You have to get up pretty early in the morning to learn how world-class competitors beat everybody else. In this case, it was a simple turn at the end of the pool, and the way a multimedia team – in this case, The New York Times – tells that story.
This week the Times published a rich, interactive multimedia feature on US swimmer Ryan Lochte. Late last September, three staff members from the Times showed up at the natatorium at Queens University of Charlotte, where Lochte trains, along with a dozen or so other Olympic-caliber swimmers on the SwimMAC Elite team. We were invited to watch Times multimedia editor Bedel Saget and photographers Larry Buchanan and Leslye Davis at the beginning stages of their production process.
When we four students arrived at 6 a.m., the Times team was already in the natatorium.

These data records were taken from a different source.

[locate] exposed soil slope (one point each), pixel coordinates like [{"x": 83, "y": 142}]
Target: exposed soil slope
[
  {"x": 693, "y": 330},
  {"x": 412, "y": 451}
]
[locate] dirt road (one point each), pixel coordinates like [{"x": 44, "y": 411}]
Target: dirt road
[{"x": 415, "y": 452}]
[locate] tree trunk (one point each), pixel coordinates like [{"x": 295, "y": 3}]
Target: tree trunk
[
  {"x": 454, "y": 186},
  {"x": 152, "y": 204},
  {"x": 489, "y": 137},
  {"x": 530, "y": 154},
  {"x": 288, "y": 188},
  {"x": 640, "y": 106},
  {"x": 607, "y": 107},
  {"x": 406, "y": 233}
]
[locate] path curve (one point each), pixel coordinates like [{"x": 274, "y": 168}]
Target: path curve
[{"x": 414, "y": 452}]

Davis and Buchanan were in swimming suits, lugging around underwater cameras. They had booked a scuba diver – who doubles as a Queens communication instructor – to create additional underwater footage. The summer Olympics occur for only 17 days, but the preparation takes months, even years.
The Times came to Queens with all sorts of cameras and equipment. One underwater camera tracked the specific underwater body movements of swimmers. The Times team also had a drone, but for safety reasons, the team chose not to use it. There were cameras available for regular out-of-water shots, each with a specific lens for the shot they needed. It was so exciting to see the different equipment they would use and the steps they took.

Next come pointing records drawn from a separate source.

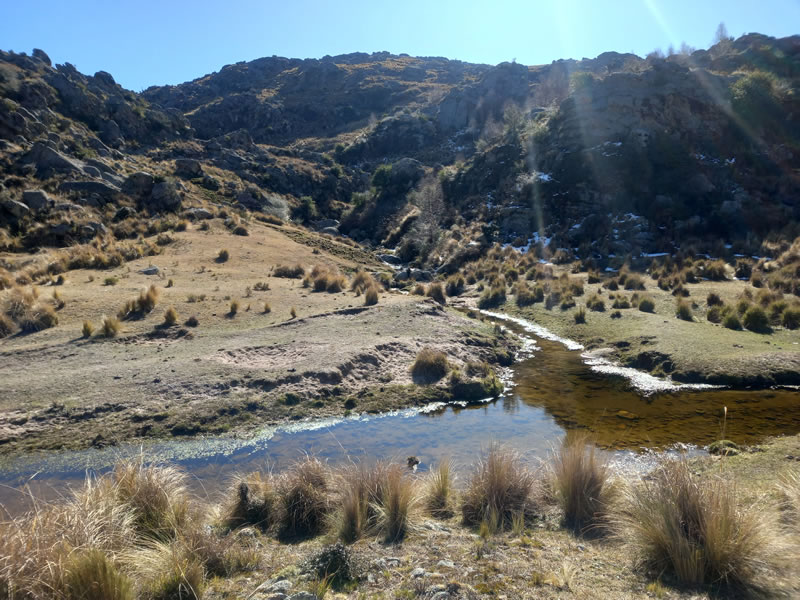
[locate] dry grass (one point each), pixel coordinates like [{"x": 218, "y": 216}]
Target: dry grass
[
  {"x": 499, "y": 488},
  {"x": 303, "y": 499},
  {"x": 430, "y": 365},
  {"x": 582, "y": 485},
  {"x": 697, "y": 532}
]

The project itself included many steps, and additional animation would be performed later. A digital storytelling segment can last for a few seconds, or a few minutes, but the time required to produce the segment can take weeks and months. Olympic athletes practice for months or years for a single event. World-class storytellers do the same thing.

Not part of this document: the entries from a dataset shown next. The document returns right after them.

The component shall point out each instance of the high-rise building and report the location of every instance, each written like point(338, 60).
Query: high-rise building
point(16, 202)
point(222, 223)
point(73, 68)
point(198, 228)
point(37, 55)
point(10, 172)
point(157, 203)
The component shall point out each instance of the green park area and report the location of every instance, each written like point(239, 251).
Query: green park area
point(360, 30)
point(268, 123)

When the Times media team felt like they had much of the footage they needed, editor Bedel Saget took time out of his morning to describe the process. He gave us advice on professionalism and discipline. Don’t get distracted easily, he said. Remember that your news organization counts on you to make deadline commitments and deliver a product they’re counting on. Collaborate with and take advantage of your colleagues’ strengths. Choose the type of medium that tells the story best. Let the subject tell their own story.
It was an awfully early morning, but a great opportunity to learn from world-class champions, inside and outside the pool.
Top photo: Queens students Ella Fox (me), and Becca Chen take notes from New York Times photographers Larry Buchanan and Leslye Davis on multimedia production, in September 2015. Photo below: Times multimedia editor Bedel Saget discusses the process with Fox, Chen, Eliza Wireback, and Connor Keith.